This trend is being sold as inevitable. It deserves more skepticism than it is getting.

The startup world has a failure problem, but not the one Silicon Valley keeps lecturing us about. For two decades, the mantra has been clear: fail fast, fail often, iterate relentlessly. Failure is rebranded as learning. Bankruptcy becomes a credential. The narrative is so embedded in startup culture that questioning it feels almost heretical.

Yet the evidence suggests we've overcorrected. We've turned failure into an aspiration rather than an outcome to minimize.

Consider what "fail fast" actually means in practice. It means you launch before you're ready. You cut corners on due diligence. You move quickly through decisions that might warrant more deliberation. Sometimes this works spectacularly.

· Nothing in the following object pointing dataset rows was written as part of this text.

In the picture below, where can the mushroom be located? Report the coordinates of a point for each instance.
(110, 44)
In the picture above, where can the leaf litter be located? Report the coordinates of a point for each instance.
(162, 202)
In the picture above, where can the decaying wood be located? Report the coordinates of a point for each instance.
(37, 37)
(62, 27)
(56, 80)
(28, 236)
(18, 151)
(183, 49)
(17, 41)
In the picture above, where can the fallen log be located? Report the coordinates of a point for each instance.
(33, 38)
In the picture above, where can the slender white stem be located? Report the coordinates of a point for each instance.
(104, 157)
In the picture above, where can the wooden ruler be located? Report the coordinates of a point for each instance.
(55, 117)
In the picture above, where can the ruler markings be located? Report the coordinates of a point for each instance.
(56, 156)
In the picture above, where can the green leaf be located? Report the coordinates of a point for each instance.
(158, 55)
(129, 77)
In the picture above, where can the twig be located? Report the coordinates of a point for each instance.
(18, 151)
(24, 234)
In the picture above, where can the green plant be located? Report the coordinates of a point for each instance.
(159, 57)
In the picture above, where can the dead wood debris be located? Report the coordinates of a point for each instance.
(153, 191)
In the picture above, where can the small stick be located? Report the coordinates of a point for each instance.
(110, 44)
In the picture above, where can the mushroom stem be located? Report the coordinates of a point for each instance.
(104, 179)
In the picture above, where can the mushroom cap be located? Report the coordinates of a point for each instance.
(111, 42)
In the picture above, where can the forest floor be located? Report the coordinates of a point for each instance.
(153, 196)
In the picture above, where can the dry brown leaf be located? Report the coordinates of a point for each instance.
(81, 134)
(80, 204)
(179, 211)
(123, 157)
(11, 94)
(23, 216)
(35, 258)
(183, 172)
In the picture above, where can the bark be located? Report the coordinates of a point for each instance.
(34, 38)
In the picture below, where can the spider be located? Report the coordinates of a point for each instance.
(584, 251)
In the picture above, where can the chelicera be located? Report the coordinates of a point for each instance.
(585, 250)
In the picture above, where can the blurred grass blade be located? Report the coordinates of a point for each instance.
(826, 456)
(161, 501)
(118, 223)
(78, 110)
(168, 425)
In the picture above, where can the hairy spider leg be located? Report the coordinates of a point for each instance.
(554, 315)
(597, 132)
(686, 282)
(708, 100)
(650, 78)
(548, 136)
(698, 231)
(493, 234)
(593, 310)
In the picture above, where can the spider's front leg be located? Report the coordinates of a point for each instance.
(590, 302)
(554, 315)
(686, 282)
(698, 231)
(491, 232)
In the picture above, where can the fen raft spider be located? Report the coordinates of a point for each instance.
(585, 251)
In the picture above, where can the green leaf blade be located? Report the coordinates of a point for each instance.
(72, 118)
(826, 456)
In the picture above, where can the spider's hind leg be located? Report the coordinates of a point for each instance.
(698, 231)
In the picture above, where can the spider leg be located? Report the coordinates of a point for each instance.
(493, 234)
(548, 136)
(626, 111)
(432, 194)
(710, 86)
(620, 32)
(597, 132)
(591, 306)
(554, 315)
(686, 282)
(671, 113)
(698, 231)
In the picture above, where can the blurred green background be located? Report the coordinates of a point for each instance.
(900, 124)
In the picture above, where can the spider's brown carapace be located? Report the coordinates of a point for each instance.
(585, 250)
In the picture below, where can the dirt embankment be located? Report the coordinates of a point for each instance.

More often, it creates wreckage: depleted savings, burned investor capital, exhausted employees left holding the bag when things collapse.

The recent churn at major ventures signals something worth examining. When well-funded companies with significant resources struggle to retain talent during downturns, we're not just seeing normal market correction. We're seeing the human cost of a culture that treats failure as a learning opportunity rather than something to prevent when possible.

Here's what nobody says out loud: not all failures teach you anything useful. Some just teach you that your idea was bad. Some teach you that your execution was sloppy. Some teach you that the market timing was wrong. None of these lessons require you to have burned through two years of someone's career and a few million dollars in capital.

The tech industry has confused "accepting failure as a possibility" with "failure is the path to success." These are not the same thing. One is mature realism. The other is fatalism dressed up as courage.

The best entrepreneurs I've observed aren't the ones who fail fastest. They're the ones who think hardest before acting. They stress-test assumptions. They talk to customers extensively. They run smaller experiments before big bets. Yes, they still fail sometimes. But they fail less frequently, and when they do, they fail smaller.

This requires a different cultural message than what startup forums are currently pushing. It requires admitting that caution has value. That deliberation can coexist with speed. That a founder who takes time to understand their market isn't "overthinking it" - they're being responsible.

The mythology around failure serves certain interests. Venture capitalists can fund ten companies and lose money on eight of them if the two winners return enough capital. They can afford a failure-heavy portfolio. Founders can't. Employees certainly can't. Yet the failure-is-good narrative benefits capital most of all.

What would a more honest culture look like? One where we acknowledge that most startups should fail, yes, but where we also accept that failure represents real costs: opportunity costs for talented people, real financial losses for families, real damage to communities when local companies collapse.

This doesn't mean paralysis. It means being more intentional about what risks are worth taking and why. It means separating the genuine insights about experimentation and iteration from the cargo cult worship of failure itself.

The next generation of founders will face real problems that need solving. Some will require taking real risks. But those risks should be taken strategically, with eyes open, not as a rite of passage in a culture that has confused getting your ass kicked with getting an education.

Failure will happen regardless of how much we romanticize it. We don't need to sell it as the secret to success. We just need to handle it better when it arrives.